To locate published studies, we conducted computer searches of Medline and PsycINFO and manual searches of bibliographies of skills training reviews. Meeting the inclusion criteria were 23 of the 27 studies identified by Benton and Schroeder (1990) and 20 of 23 identified by Corrigan (1991) . These searches yielded 168 published studies, of which 42 were included in the meta-analysis. Of those excluded, 18% were program descriptions, lacking an appropriate study design; 10% had fewer than 5 participants; 17% evaluated approaches that were not specifically skills training; 16% did not pertain specifically to SMI; and 10% had insufficient diagnostic or outcome data. The search for published studies was complemented by a computer literature search of Dissertation Abstracts International. It yielded 41 studies potentially meeting the inclusion criteria. We obtained the full texts of relevant studies and subsequently included 25 dissertations and 1 thesis in the analyses.
A coding system adapted from Benton and Schroeder (1990) was used to code methodological, training program, client, and outcome method characteristics. Methodological variables included document source (publication vs. dissertation or master's thesis), year of publication, design type (between- vs. within-groups), randomization of participants, use of standardized diagnostic interviews, concurrent drug treatment, use of a well-defined treatment protocol, use of naive raters, and use of trained or experienced raters. A composite index of methodological quality was calculated on the basis of all but the first three of these methodological variables. Training program variables included intensity and duration, orientation (behavioral vs. cognitive—behavioral), inclusion of core behavioral techniques, content focus, and location of training. Client variables included age, diagnosis, gender, and hospitalization history.
Outcome method variables were coded on four dimensions: content, level of acquisition, generalizability, and modality: The content dimension included (a) skill acquisition, (b) symptom reduction, (c) personal adjustment (e.g., Global Assessment of Functioning scale), (d) hospitalization, and (e) vocational readiness. The level of standardization dimension included (a) researcher-developed measures, (b) unstandardized measures borrowed from other research, and (c) standardized measures. The generalizability dimension included (a) measures that used methods that were similar to the training and obtained in the same setting as the training, (b) measures that used methods that were similar to the training but ratings that were obtained in a different setting, and (c) inferential measures that were measures using methods that differed from the training and were obtained in a different setting. The modality dimension included (a) self-report, (b) rating of behavior (other than role play) in the training group, (c) in vivo behavioral rating, (d) rating of confederate interaction, (e) rating of role play, (f) homework assignment completion, (g) physiological measures, (h) response to a situation presented on audio or video tape, (i) clinical assessment, and (j) family member rating of the participant.

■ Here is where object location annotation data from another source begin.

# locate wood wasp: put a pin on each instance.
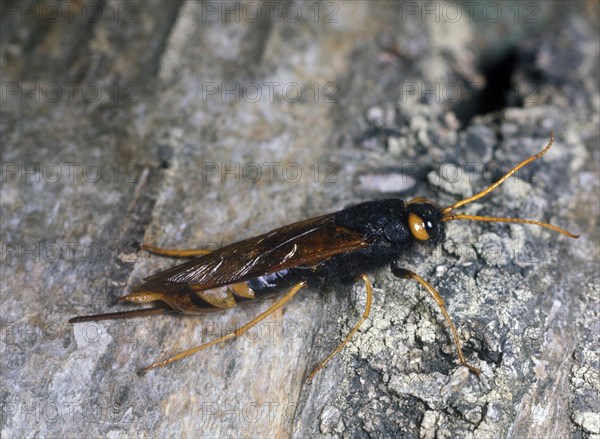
(337, 247)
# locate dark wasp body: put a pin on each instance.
(321, 251)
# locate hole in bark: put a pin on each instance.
(497, 92)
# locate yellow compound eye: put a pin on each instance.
(417, 227)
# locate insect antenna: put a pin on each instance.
(448, 216)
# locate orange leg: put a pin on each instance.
(369, 289)
(174, 253)
(406, 274)
(277, 305)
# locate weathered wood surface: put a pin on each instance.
(525, 300)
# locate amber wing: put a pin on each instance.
(304, 243)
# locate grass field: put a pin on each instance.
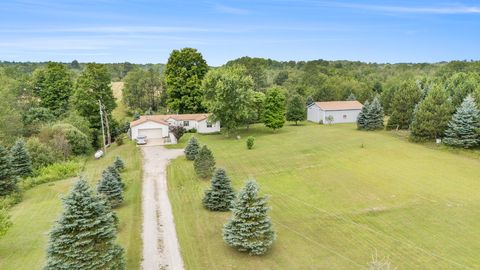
(335, 203)
(23, 247)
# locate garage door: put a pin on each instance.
(153, 133)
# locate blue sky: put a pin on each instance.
(145, 31)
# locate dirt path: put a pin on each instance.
(160, 245)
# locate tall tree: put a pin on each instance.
(84, 237)
(432, 115)
(463, 128)
(183, 78)
(220, 195)
(404, 101)
(21, 164)
(54, 85)
(274, 114)
(249, 229)
(296, 110)
(229, 96)
(91, 86)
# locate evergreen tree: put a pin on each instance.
(192, 148)
(249, 229)
(84, 236)
(463, 128)
(404, 101)
(374, 115)
(296, 110)
(432, 115)
(204, 163)
(111, 188)
(220, 196)
(8, 183)
(362, 116)
(274, 114)
(119, 164)
(20, 159)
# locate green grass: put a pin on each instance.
(23, 247)
(335, 203)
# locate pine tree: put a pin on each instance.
(20, 159)
(249, 229)
(374, 115)
(220, 196)
(204, 163)
(84, 236)
(8, 182)
(119, 164)
(362, 116)
(432, 115)
(192, 148)
(463, 128)
(404, 101)
(111, 188)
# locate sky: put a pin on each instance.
(146, 31)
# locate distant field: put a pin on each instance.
(24, 245)
(335, 203)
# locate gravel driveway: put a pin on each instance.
(160, 244)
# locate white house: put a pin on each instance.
(334, 111)
(157, 126)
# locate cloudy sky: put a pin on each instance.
(145, 31)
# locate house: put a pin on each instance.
(334, 111)
(158, 126)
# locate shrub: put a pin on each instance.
(250, 142)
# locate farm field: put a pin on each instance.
(24, 245)
(338, 196)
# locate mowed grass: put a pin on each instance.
(24, 245)
(338, 196)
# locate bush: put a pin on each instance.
(250, 142)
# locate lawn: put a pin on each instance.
(338, 196)
(23, 247)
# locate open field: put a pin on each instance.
(335, 203)
(23, 247)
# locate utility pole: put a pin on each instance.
(103, 128)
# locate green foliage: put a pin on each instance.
(183, 78)
(249, 229)
(8, 182)
(432, 115)
(274, 114)
(229, 96)
(54, 84)
(405, 99)
(204, 163)
(84, 237)
(296, 110)
(463, 127)
(221, 194)
(250, 142)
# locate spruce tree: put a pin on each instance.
(249, 229)
(220, 195)
(362, 116)
(111, 188)
(119, 164)
(463, 128)
(84, 237)
(404, 101)
(8, 183)
(192, 148)
(432, 115)
(20, 159)
(204, 163)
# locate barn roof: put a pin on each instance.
(339, 105)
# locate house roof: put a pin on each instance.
(162, 118)
(339, 105)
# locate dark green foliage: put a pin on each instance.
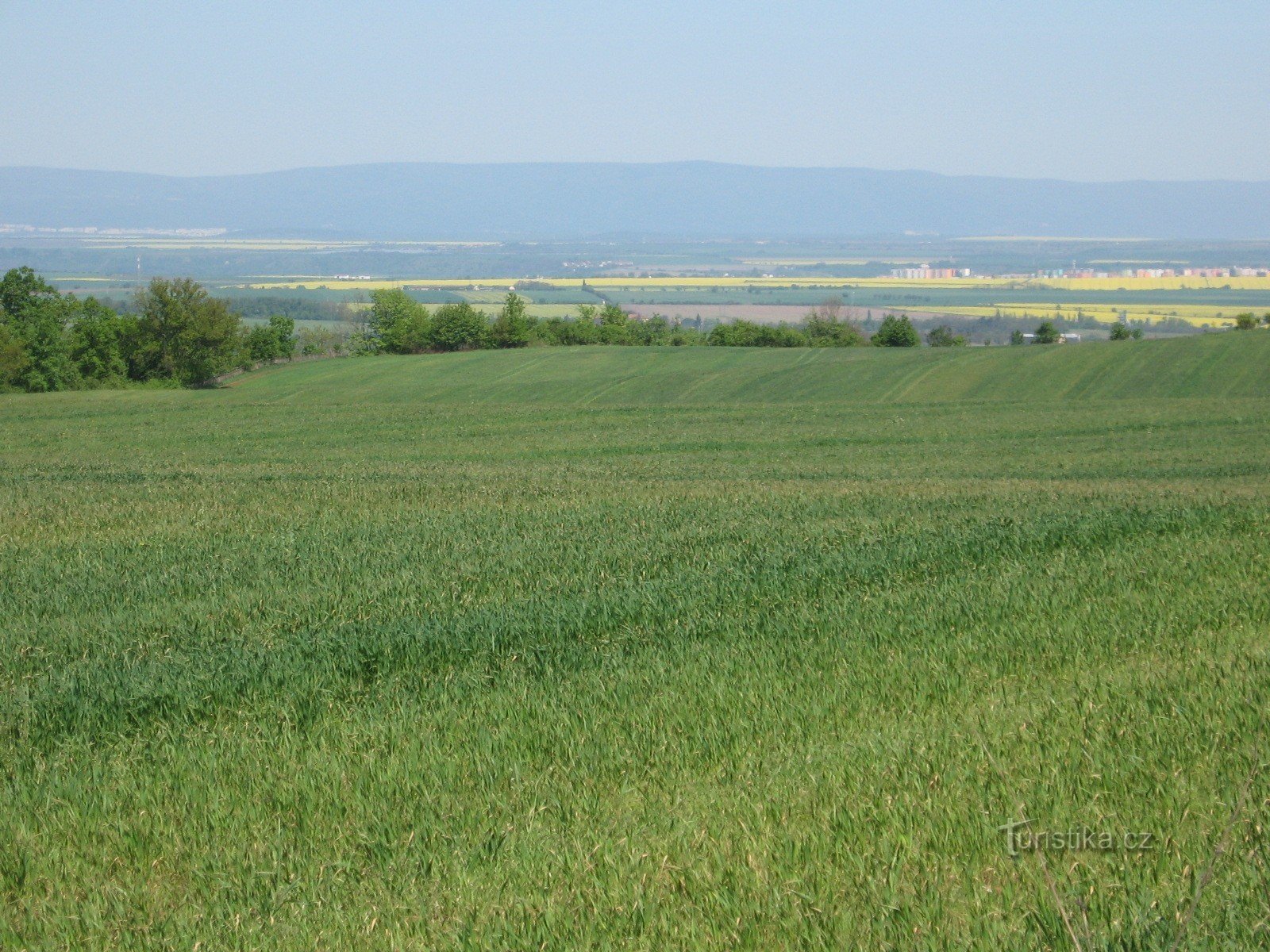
(275, 340)
(22, 290)
(614, 325)
(514, 325)
(184, 334)
(1045, 334)
(459, 328)
(1123, 332)
(749, 334)
(895, 332)
(311, 342)
(944, 336)
(13, 359)
(99, 342)
(398, 324)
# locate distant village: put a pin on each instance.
(943, 273)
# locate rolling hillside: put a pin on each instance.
(1218, 365)
(637, 649)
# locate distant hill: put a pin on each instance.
(1229, 365)
(689, 200)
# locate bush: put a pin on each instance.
(459, 328)
(1045, 334)
(183, 334)
(895, 332)
(944, 336)
(398, 324)
(514, 325)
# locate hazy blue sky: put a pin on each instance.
(1085, 90)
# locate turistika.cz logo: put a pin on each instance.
(1022, 839)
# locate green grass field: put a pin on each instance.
(643, 649)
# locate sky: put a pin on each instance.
(1121, 89)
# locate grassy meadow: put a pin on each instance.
(624, 647)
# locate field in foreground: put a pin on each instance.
(647, 649)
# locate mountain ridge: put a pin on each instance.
(525, 201)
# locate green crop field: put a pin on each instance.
(625, 647)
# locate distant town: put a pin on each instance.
(926, 273)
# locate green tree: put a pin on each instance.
(1045, 334)
(514, 325)
(99, 340)
(184, 334)
(895, 332)
(398, 323)
(22, 290)
(614, 324)
(459, 327)
(271, 342)
(13, 359)
(944, 336)
(37, 317)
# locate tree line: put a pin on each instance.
(398, 324)
(178, 336)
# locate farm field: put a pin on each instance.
(1199, 317)
(702, 647)
(1251, 283)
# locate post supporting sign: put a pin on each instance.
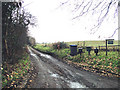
(108, 41)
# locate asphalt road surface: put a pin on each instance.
(53, 73)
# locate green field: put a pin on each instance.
(91, 43)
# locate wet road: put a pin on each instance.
(53, 73)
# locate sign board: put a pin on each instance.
(110, 42)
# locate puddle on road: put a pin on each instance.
(70, 83)
(55, 75)
(44, 55)
(75, 85)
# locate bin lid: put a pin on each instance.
(73, 45)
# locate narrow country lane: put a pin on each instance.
(53, 73)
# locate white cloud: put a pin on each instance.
(56, 24)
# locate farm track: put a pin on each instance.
(53, 73)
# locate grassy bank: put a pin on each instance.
(101, 62)
(12, 75)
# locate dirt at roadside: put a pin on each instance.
(79, 66)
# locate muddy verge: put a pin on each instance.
(82, 67)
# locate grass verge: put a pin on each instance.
(12, 75)
(106, 65)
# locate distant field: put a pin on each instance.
(91, 43)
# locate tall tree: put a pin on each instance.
(14, 30)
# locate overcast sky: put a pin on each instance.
(56, 24)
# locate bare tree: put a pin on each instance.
(100, 8)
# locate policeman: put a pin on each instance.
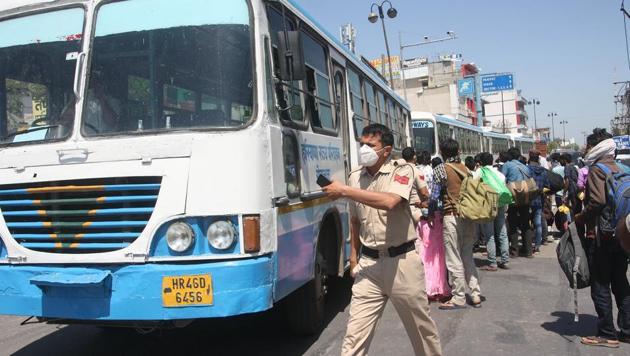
(389, 267)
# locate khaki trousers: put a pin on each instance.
(459, 239)
(400, 279)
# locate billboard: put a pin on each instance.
(466, 87)
(622, 142)
(497, 82)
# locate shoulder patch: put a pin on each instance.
(401, 179)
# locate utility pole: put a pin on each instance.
(349, 37)
(564, 133)
(553, 130)
(534, 102)
(503, 111)
(373, 17)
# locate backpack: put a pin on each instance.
(573, 263)
(498, 185)
(523, 191)
(617, 199)
(477, 202)
(556, 182)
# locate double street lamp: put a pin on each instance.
(564, 133)
(553, 130)
(534, 102)
(373, 17)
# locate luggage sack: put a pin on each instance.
(573, 263)
(523, 191)
(478, 202)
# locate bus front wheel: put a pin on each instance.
(305, 309)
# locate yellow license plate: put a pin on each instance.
(183, 291)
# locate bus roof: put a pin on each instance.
(6, 5)
(349, 55)
(454, 122)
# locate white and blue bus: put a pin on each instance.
(159, 158)
(429, 130)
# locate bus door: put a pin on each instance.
(341, 111)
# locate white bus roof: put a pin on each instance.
(12, 4)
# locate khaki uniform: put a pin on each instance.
(400, 278)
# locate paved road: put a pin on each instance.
(527, 312)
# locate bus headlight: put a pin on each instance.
(180, 236)
(221, 235)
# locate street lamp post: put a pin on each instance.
(534, 102)
(373, 17)
(553, 130)
(451, 36)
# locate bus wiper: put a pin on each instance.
(30, 129)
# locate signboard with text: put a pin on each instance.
(497, 82)
(622, 142)
(466, 87)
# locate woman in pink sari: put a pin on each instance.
(430, 244)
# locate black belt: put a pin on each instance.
(391, 251)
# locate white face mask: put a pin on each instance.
(367, 156)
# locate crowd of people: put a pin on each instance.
(407, 211)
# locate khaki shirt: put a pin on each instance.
(381, 229)
(414, 197)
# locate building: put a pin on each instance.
(432, 86)
(505, 112)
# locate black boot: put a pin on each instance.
(528, 238)
(513, 244)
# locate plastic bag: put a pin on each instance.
(491, 179)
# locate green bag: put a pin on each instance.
(478, 202)
(499, 186)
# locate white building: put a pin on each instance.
(505, 111)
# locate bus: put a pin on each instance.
(428, 129)
(159, 159)
(623, 149)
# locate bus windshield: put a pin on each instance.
(424, 136)
(38, 55)
(161, 65)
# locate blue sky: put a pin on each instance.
(567, 53)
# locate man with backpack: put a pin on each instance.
(459, 233)
(540, 176)
(570, 184)
(495, 231)
(608, 263)
(517, 173)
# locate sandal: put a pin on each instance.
(449, 305)
(599, 341)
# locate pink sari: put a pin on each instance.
(430, 247)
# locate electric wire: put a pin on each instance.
(624, 13)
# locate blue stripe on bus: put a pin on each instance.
(75, 245)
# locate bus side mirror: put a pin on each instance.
(292, 66)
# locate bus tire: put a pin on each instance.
(305, 308)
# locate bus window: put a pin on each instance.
(357, 101)
(288, 94)
(382, 109)
(424, 136)
(271, 104)
(318, 83)
(184, 56)
(38, 57)
(291, 165)
(443, 132)
(371, 101)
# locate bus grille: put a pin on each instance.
(79, 216)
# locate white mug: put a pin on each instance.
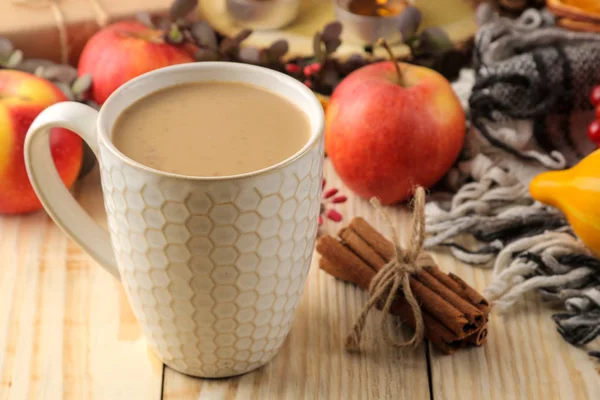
(214, 267)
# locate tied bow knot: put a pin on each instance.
(395, 276)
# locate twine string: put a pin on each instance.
(395, 275)
(100, 14)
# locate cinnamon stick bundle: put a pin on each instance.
(454, 314)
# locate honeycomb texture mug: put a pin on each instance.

Operational definitions for each variable were detailed in a coding manual (available from Melody Nichols Dilk). All of the coding was conducted by M.N. Dilk, who later repeated all coding as a double-check. Gary R. Bond served as an independent coder on key variables requiring some degree of subjective judgment. He coded all of the published studies and a sample (62%) of the dissertations. Ratings were compared and discrepant codings were discussed and reconciled. In addition, a doctoral-level student independently coded all of the published studies on the outcome method variables. Discrepancies in coding these variables were reconciled by reinspection of the original study or by information from other studies.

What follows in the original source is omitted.